Quote:
Originally Posted by Gregory Illinivich
And what is that? You've been ascribing various characteristics to religion and belief that myself, Craig and rivertown don't recognize or acknowledge.
No idea if you're a fan of The Lord of the Rings, but there's this outstanding lecture series on J. R. R. Tolkien and C. S. Lewis. This specific episode seems worth sharing for a few reasons: you've trivialized the value of stories and myths, defended rationalism and purchased Chesterton's Orthodoxy. It's a 26 minute watch, so I definitely understand if you don't want to dedicate the time to it, but it is worth checking out.

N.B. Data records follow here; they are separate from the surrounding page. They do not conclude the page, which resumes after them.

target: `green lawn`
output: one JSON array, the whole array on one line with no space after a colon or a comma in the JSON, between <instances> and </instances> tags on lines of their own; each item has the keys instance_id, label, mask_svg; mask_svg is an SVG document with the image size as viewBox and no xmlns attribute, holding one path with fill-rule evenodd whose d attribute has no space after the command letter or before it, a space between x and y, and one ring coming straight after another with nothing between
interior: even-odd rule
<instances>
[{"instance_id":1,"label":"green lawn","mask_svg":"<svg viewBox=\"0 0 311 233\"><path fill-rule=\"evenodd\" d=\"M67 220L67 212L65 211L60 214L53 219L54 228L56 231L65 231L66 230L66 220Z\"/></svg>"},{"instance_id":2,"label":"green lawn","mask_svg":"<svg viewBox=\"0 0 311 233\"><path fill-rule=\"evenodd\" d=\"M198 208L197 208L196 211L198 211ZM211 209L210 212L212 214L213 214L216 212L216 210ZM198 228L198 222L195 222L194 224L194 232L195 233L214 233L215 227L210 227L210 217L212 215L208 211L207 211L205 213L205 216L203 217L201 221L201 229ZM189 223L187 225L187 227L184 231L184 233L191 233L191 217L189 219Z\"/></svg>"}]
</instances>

https://www.youtube.com/watch?v=McnaNqj_vA4
Religion is generally a bunch of just-so stories that are attempts to account for origins, purpose, morality, and above all, to defend against anxiety of not actually knowing, generally invoking supernatural beings and powers in so doing. So when we have a perfectly pat, omniscient, unchangeable, authoritarian source, voila, all uncertainty just vanished at the conscious level. But the actual anxiety rages in the subconscious, making the conscious claims all the more vehement and cocksure.
Ask a zealot about The Great Mystery, and he has the stone cold answer. He got it from the first century, or the Aztecs, or Muhammad, or a teepee on the American planes, or western New York in the 1820s, or any cult leader will do. This is the religious impulse -- a superstitious bluff that we know, pre-science, sans science, sans any evidence or reason. Other than the reason, of course, of indoctrination, tribalism, and the need to convince oneself that they know, that they are the ones in the right holy club.
I haven't trivialized fiction. It can be put to great use as long as one is distinguishing story and fable from history and reality. I've read TLOTR pretty much as a favor to a friend who is a huge Tolkien fan. I liked "The Hobbit" much better; the writing was more delightful and enchanted, by far. And I've studied in depth Bruno Bettelheim's "The Uses of Enchantment." I reread Lewis' LW&W just a week ago. So my question to you is:
Are the Bible stories the same "magical world" (the lecturer's term) that Tolkien and Lewis' stories are?
You are of a mind with the lecturer, Ryan Reeves ... in his camp, so to speak?